With respect to inter-state supplies and imports, the ‘place of supply rules’ are expected to determine the state which can stake claim to the state GST component built into IGST.
As the place of supply rules are expected to be different for goods and services, in this first part of a two-part series, the discussion is centred on the cross-border taxation of goods into and within India.
GST essentially seeks to replace an origin-based tax levy currently prevailing in India, with a destination-based tax levy. Under the current system of taxation, goods manufactured in a factory in Maharashtra and sold to a customer in West Bengal shall require payment of central sales tax on the sale in the state of Maharashtra. Under GST, it is expected that, IGST shall apply on the sale with the state GST revenue accruing to the state of West Bengal. Further, as against central sales tax, which is non-creditable and, therefore, a cost in the supply chain, full credit is expected to be available in respect of GST paid on inter-state sales.
While this seems a minor transition in the point of taxation, it can be expected to throw up compliance challenges for a manufacturer selling goods to multiple states across the country.
By way of illustration, currently, when goods are sold from Maharashtra to West Bengal, Haryana, Karnataka, central sales tax on all these sales shall be payable in Maharashtra at a uniform tax rate. However, under GST, in the same example, the seller in Maharashtra could well be required to pay an IGST identifying each of the destination states. Simply put, a seller of goods today can conduct his business by only being aware of the tax rate in the state of his operation or supply; however, under GST, it is possible that a seller supplying goods to 20 states may well need to have a knowledge of the prevailing rates as well as GST provisions across all those 20 states.

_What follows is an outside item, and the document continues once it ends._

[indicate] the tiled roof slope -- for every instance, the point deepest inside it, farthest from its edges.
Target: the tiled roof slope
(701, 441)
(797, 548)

On a related matter, GST is set to apply on ‘supply of goods’; however, the term ‘supply’ is yet to be defined. There is, therefore, some apprehension that even a stock transfer of goods to a branch or an agent could attract GST as a ‘supply of goods’. While such a levy may enable GST credits to flow with the goods, its impact on compliances (i.e., reporting of IGST payment to multiple destination states) across multiple supplies as goods flow through a complex and elongated supply chain would need to be evaluated.
Further, while IGST on inter-state supplies is set to be levied and collected by the central government, as to how the relevant state shall assess and enforce the state GST component, basis its provisions, from a supplier in another state is currently unclear. Irrespective of the manner of collection, unless a standard IGST rate is mandated for inter-state supplies, every seller of goods may well be required to build into its systems the GST rates and provisions across the nation—a Herculean task for any business.
An alternate approach would be for the IGST to be paid by the buyer of the goods in the destination state (i.e., under a reverse charge mechanism) with the supply being zero-rated in the state of origin—similar to the model used in the European Union with respect to its intra-community supplies across European countries. However, this model would require a robust refund mechanism of the tax credits to the seller as the GST credits would not move along with the goods in this case.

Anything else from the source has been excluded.